Joesley Batista diz que pagou a Aécio R$ 50 mil de mesada por 2 anos


SARA ALVES20/04/2018
Metrópoles

Daniel Ferreira/Metrópoles

No total, foram repassados R$ 864 mil da conta da JBS para uma rádio do senador. Os comprovantes fazem parte da delação do empresário

O empresário Joesley Batista, dono da JBS, entregou à Procuradoria-Geral da República (PGR) comprovantes do pagamento de uma mesada de R$ 50 mil para o senador Aécio Neves (PSDB-MG). Os recibos fazem parte do acordo de delação premiada, ao qual a Folha de S.Paulo teve acesso, conforme matéria publicada nesta sexta-feira (20/4).
Segundo a reportagem, no total, foram repassados R$ 864 mil da conta da JBS para a Rádio Arco Íris, afiliada da Jovem Pan em Belo Horizonte.

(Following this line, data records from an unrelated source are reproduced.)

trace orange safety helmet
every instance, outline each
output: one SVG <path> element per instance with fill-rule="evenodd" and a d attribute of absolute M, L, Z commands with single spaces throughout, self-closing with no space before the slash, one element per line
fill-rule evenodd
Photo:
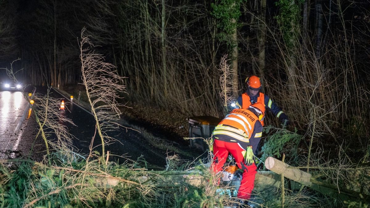
<path fill-rule="evenodd" d="M 261 87 L 261 79 L 259 77 L 253 75 L 245 79 L 248 86 L 253 90 L 259 90 Z"/>
<path fill-rule="evenodd" d="M 256 103 L 249 106 L 249 108 L 253 108 L 258 115 L 256 115 L 260 121 L 263 121 L 265 118 L 265 105 L 260 103 Z"/>

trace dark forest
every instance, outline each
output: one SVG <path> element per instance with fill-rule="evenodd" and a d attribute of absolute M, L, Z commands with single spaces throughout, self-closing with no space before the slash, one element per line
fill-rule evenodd
<path fill-rule="evenodd" d="M 263 158 L 281 160 L 285 153 L 287 164 L 305 167 L 301 170 L 349 195 L 362 196 L 337 201 L 302 191 L 302 186 L 285 193 L 285 206 L 300 207 L 293 202 L 296 197 L 301 207 L 365 207 L 370 200 L 369 9 L 368 0 L 0 0 L 0 68 L 9 68 L 20 58 L 12 67 L 23 69 L 16 74 L 22 83 L 79 88 L 85 28 L 94 53 L 125 77 L 128 105 L 139 103 L 185 117 L 223 117 L 245 90 L 246 78 L 256 75 L 262 91 L 289 117 L 289 125 L 282 127 L 267 114 Z M 225 74 L 227 89 L 220 80 Z M 0 185 L 3 193 L 4 184 Z M 99 202 L 79 192 L 83 196 L 73 199 L 66 189 L 65 195 L 50 199 L 55 204 L 49 207 L 205 207 L 221 203 L 210 199 L 214 195 L 207 185 L 197 189 L 199 194 L 191 188 L 154 194 L 146 187 L 132 197 L 137 204 L 124 207 L 130 204 L 130 189 L 119 194 L 117 188 L 89 190 L 104 199 Z M 143 193 L 147 191 L 155 197 Z M 169 197 L 171 191 L 182 201 Z M 259 194 L 260 207 L 284 207 L 280 189 L 271 191 L 278 196 L 266 199 Z M 111 198 L 100 195 L 108 194 Z M 37 203 L 48 206 L 47 198 Z M 26 201 L 21 206 L 30 204 Z"/>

Aécio vendeu a rádio para a irmã em 2016. O pagamentos tiveram início em julho de 2015 e perduraram até junho de 2017.
Em depoimento, Joesley disse que o pagamento era uma maneira de “manter boa relação com o senador”, que tinha se saído bem nas últimas eleições para presidente e poderia ser eleito no próximo pleito.
Ainda segundo a Folha, Batista conta que Aécio Neves combinou a mesada diretamente com ele, durante um encontro no Rio de Janeiro, e justificou que a cifra era para “custeio mensal de suas despesas”. As notas fiscais acompanham os comprovantes de depósitos e têm como justificativa serviços de publicidade.
O advogado de Aécio disse à Folha que a acusação é falsa: “O senador jamais fez qualquer pedido nesse sentido ao delator, da mesma forma que, em toda a sua vida pública, não consta nenhum ato em favor do grupo empresarial”.
Senador réuEsta não é a primeira acusação em desfavor de Aécio Neves vinda do empresário. Durante uma gravação apresentada por Joesley Batista, em seu acordo de delação premiada, o parlamentar pede R$ 2 milhões ao empresário.
Por isso, o Supremo Tribunal Federal (STF) tornou o tucano réu por corrupção e obstrução da Justiça, na última terça-feira (14). Também estão implicados, segundo a PGR, Andrea Neves, irmã de Aécio, Frederico Pacheco, primo do político, e o ex-assessor parlamentar do senador Zezé Perrella (MDB-MG) Mendherson Souza Lima, flagrado com dinheiro vivo. Os três foram acusados de corrupção passiva.